Eis mais um motivo para se voltar a Paulo Francis. O que na prática é marcar ponto com um dos próceres de tudo isso que acontece no Brasil desde 2013, e sobretudo desde 2015, refiro-me ao filósofo Olavo de Carvalho[1]. A esfinge indecifrada pelos críticos tem seus referenciais. Paulo Francis é certamente um deles. Não que Olavo tenha sido seu discípulo. Não é isso. Mas ler um ajuda a compreender o outro. Sem contar que no final da vida os dois estreitaram algum laço, pelo menos é o que mostra o filósofo na dedicatória de O Imbecil Coletivo I [2]. Um gostava do outro. Uma pena a morte prematura de Paulo Francis, algo que entra na conta indireta de um desses nababescos executivos da Petrobras, chamada de Petrosauro por Francis – o documentário “Caro Francis” explica essa história. Enfim, o fato é que ele entrou no rol dos grandes brasileiros que se foram antes da hora, que poderiam ter ficado um pouco mais conosco, deixado um pouco mais, como lamentavelmente foi o caso de: Luís Camillo de Oliveira Neto (1904-1953) (líder no Manifesto dos Mineiros, um dos fundadores da UDN), assim como do seu irmão, o historiador João Camilo de Oliveira Torres (1915-1973), e ainda do brilhante sociólogo Alberto Guerreiro Ramos (1915-1982), ou do também baiano Glauber Rocha (1939-1981), nosso tresloucado e original cineasta.
O que aprender com Paulo Francis, título deste artigo, poderia ser traduzido também como: – o que ler em Francis que também está em Olavo? Pois bem, vamos a pelo menos três marcas. A visão de mundo e do Brasil, o senso crítico sobre as ideologias e o destino fora (e dentro) do país.
“Mais Brasil, Menos Brasília”
Mesmo antes de sair do Brasil Olavo de Carvalho já identificava imensos absurdos tupiniquins, como o amor da classe letrada pelo banditismo – como no artigo “Bandidos & Letrados”. Outro caso é o de como somos sorridentes mesmo vivendo muito mal: brasileiro paga caro para morar, se endivida, se eterniza em aluguéis absurdos, e não tem o menor senso estético e harmônico nos bairros e cidades que reside. A arquitetura é um horror, falta beleza e senso de patrimônio histórico. É raro quando um brasileiro, de dentro para fora, identifica isso com tamanha clareza. Algo que num espelho fica mais fácil. Como acontece a partir da leitura do livro de Benjamin Moser, Autoimperialismo – três ensaios sobre o Brasil, que tornou isso translúcido.

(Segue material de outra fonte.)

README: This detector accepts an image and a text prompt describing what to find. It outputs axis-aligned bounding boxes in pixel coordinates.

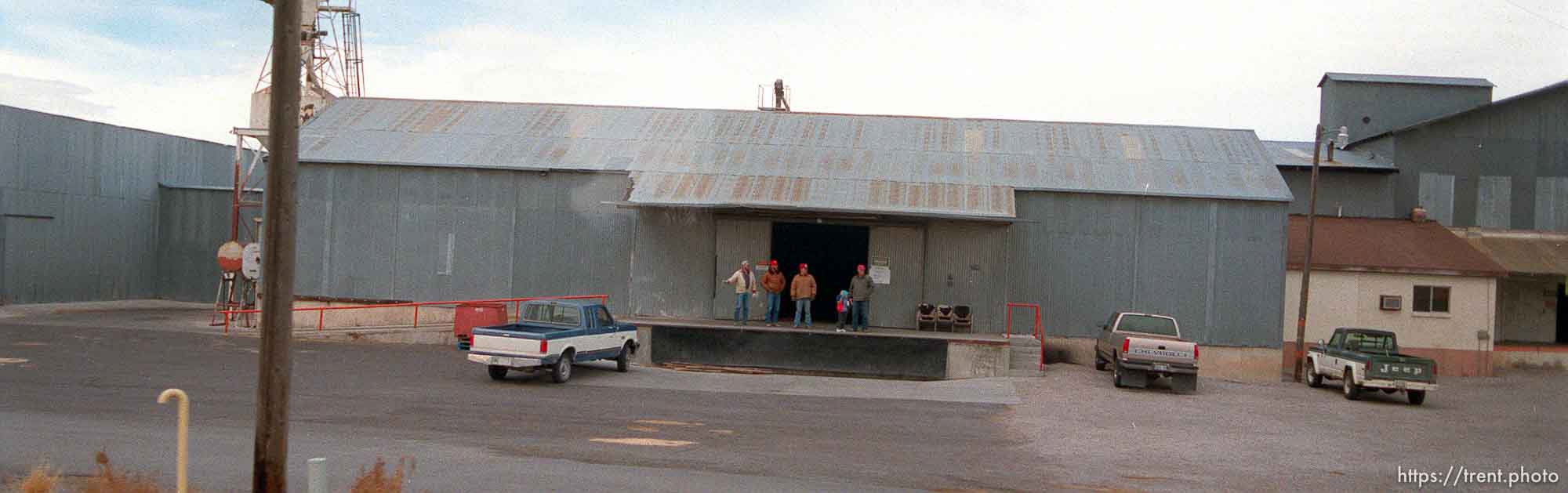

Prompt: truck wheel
[615,343,632,374]
[1110,358,1126,388]
[1306,360,1323,388]
[1339,366,1361,401]
[550,352,575,383]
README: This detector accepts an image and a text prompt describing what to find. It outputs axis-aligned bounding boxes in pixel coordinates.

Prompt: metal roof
[1317,72,1497,88]
[1286,215,1507,277]
[1348,80,1568,147]
[1455,229,1568,275]
[299,97,1290,201]
[1264,140,1399,172]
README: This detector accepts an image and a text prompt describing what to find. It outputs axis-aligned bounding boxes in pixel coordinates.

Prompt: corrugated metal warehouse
[298,99,1290,347]
[0,105,251,303]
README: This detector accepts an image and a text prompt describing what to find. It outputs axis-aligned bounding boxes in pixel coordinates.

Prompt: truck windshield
[1116,316,1176,336]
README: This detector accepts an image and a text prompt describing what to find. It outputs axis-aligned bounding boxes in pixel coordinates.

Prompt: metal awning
[627,172,1016,221]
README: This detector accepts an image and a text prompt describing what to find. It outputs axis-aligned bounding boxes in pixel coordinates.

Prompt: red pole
[1002,303,1013,339]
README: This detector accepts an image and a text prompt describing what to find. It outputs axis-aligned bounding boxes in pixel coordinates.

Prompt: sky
[0,0,1568,143]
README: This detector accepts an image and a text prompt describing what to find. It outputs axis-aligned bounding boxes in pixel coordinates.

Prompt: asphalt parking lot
[0,306,1568,491]
[1004,364,1568,491]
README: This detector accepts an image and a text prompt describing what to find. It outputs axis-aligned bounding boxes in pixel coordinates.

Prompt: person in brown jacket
[789,264,817,328]
[762,261,784,327]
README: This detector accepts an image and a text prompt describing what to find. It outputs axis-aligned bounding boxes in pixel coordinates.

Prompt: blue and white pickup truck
[469,300,638,383]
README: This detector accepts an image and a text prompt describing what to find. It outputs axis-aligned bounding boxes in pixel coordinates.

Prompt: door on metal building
[0,215,55,303]
[869,226,936,328]
[713,218,773,321]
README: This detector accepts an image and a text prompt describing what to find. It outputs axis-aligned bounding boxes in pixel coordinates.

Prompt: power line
[1504,0,1568,31]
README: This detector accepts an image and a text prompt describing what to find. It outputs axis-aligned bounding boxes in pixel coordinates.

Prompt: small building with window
[1283,215,1507,375]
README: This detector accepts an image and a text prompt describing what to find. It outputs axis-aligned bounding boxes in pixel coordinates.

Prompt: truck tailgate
[1126,336,1198,364]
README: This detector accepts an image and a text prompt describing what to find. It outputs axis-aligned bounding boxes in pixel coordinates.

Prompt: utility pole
[251,0,299,493]
[1290,124,1350,382]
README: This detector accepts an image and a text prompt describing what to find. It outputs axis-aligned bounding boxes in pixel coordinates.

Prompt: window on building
[1410,286,1449,314]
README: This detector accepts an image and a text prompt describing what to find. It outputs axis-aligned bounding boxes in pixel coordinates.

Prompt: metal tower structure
[215,0,365,324]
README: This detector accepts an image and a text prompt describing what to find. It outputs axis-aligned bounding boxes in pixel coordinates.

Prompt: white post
[306,457,328,493]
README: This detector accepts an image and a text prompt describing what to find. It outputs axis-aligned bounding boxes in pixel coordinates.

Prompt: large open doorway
[771,223,870,324]
[1557,285,1568,344]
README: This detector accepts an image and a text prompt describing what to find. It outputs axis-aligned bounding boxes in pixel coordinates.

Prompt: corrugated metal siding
[916,221,1011,333]
[713,218,773,321]
[866,226,922,328]
[157,187,260,303]
[1417,172,1454,226]
[630,207,729,319]
[0,105,234,303]
[1388,83,1568,230]
[1475,176,1513,229]
[1008,191,1286,347]
[299,99,1290,201]
[1279,169,1405,216]
[1535,176,1568,230]
[296,165,633,311]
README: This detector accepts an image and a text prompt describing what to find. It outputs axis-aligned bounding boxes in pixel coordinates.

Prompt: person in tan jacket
[762,261,784,327]
[789,264,817,328]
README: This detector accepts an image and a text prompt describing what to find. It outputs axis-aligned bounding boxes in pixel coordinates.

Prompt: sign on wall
[869,256,892,285]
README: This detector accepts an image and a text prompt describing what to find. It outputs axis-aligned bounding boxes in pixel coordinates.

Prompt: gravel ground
[1004,364,1568,491]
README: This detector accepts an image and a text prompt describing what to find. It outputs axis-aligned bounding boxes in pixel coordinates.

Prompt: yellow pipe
[158,388,191,493]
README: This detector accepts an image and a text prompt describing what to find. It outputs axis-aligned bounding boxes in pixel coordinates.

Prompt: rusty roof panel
[299,97,1290,201]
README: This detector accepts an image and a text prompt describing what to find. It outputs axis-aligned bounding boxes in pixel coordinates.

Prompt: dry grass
[82,452,163,493]
[348,457,414,493]
[6,463,60,493]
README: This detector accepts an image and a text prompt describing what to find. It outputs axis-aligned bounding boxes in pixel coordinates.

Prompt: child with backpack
[837,291,850,333]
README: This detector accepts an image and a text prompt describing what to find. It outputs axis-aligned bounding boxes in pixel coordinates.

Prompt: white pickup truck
[469,300,638,383]
[1094,311,1198,393]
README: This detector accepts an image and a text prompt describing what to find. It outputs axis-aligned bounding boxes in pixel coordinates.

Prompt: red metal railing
[221,295,610,335]
[1004,303,1046,371]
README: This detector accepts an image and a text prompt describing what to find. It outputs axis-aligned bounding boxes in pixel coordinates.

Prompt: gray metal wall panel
[713,218,773,321]
[1475,176,1513,229]
[916,221,1010,333]
[872,226,916,328]
[0,107,234,303]
[1319,80,1491,141]
[1416,172,1454,226]
[296,163,632,311]
[630,207,728,317]
[1200,201,1286,347]
[1008,191,1286,347]
[156,187,260,303]
[1279,169,1402,216]
[1129,198,1218,339]
[1386,88,1568,229]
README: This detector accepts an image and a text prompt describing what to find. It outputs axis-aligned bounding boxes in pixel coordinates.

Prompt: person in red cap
[762,261,784,327]
[789,264,817,328]
[850,264,877,332]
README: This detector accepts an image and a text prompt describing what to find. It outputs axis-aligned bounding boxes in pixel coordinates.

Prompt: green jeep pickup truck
[1306,328,1438,405]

Em suma, a ordem sensível dos prédios e das casas repercute no nosso modo de pensar e viver, em nossa visão de mundo e das coisas. O modo como Olavo de Carvalho rompeu, há muito tempo, com uma série de constrangimentos sobre esses assuntos, permitiu que na prática políticos voltassem a falar em tabus de outrora, tal como a necessária desfavelização. Mas se o Rio de Janeiro é o maior símbolo dessa degradação urbana, é importante remontarmos ao porquê disso. É fato que o Rio se torna um imenso favelão, sobretudo a partir da mudança da capital para Brasília (1960). A eterna capital espiritual do Brasil perde seu filão, fica sem sentido, sem vocação, perdida e desencontrada, até hoje. Porém não foi um crime estritamente contra o Rio, o Brasil pagou um preço.
O drama brasileiro da erige de Brasília, em contraste com a vida do Rio, é algo caro a autores liberais e conservadores, como na resistência à mudança da capital por parte de Carlos Lacerda e Gustavo Corção. Na crônica de Paulo Francis Brasília marca o enterro da posição do Brasil no mundo, o que para ele foi uma obra que só podia ter sido feita de um sentimento semi-suicida, misturado com saudades de um Brasil mais simples, roceiro, pelo voluntarismo de um tal de Juscelino Kubitschek, que achava que um país continental como este deveria ser percorrido por automóvel…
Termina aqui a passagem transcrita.